JOE SCARBOROUGH (CO-HOST): So Suzanne, let me just, I'll go ahead and give an example of this that I don't think many people on TV have. But you sit around the dinner table, even with academics, and they will talk about the swimmer at Penn. The trans swimmer at Penn. And then they'll start saying, "Okay well, is that really, is that fair to young girls that grew up swimming?" And I said, well, why don't you have this discussion in your classrooms? "Oh, we couldn't have this discussion in our classroom." Well, why don't you have this discussion on television? "Oh, we couldn't have the discussion on television." And so, even putting that issue aside for another day — 

MIKA BRZEZINSKI (CO-HOST): No, why can't we have discussions? 

JOE SCARBOROUGH: — when somebody wants to have that discussion, talk about how there are stories like this where you can only express one side of the conversation or be canceled by polite society.

SUZANNE NOSSEL (GUEST): It’s a great example of a discussion that’s really hard to have right now, and that’s partly because look, transgender people are only becoming more accepted, more established, more recognized in society.

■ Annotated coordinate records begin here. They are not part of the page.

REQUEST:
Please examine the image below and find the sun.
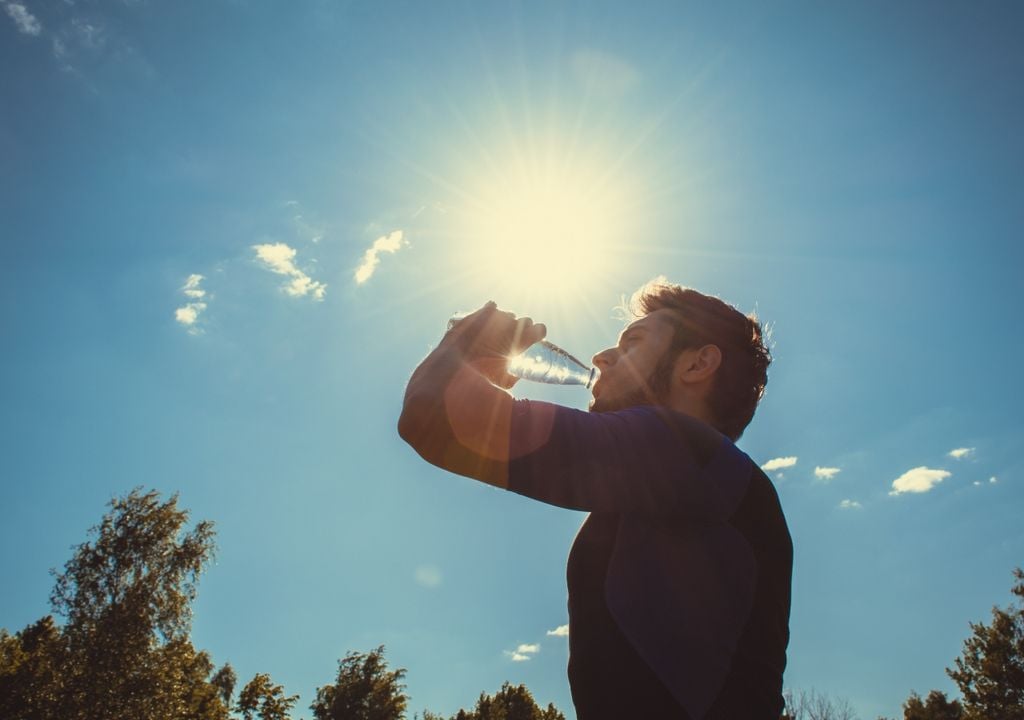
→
[448,138,629,313]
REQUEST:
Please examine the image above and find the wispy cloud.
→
[3,2,43,37]
[505,643,541,663]
[174,274,206,335]
[889,465,952,495]
[355,230,408,285]
[414,565,442,590]
[253,243,327,300]
[761,456,797,472]
[571,50,640,99]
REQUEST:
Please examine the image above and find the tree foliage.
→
[903,690,964,720]
[782,689,857,720]
[309,645,409,720]
[946,567,1024,720]
[238,673,299,720]
[0,489,294,720]
[434,682,565,720]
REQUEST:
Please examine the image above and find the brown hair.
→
[629,278,771,440]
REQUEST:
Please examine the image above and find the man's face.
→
[590,309,675,413]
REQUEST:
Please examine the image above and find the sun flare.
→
[452,139,627,305]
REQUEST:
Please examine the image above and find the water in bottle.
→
[508,340,597,389]
[447,312,597,390]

They have steep hills to climb, face enormous discrimination, and so their notion is any questioning of their identity and their participation is sort of an affront to their right to exist, and at some level you can understand that. On the other hand, I think many people feel as you do, that this is a tough issue, that there are equities on both sides, that there's no perfect solution, and we ought to be able to talk about it.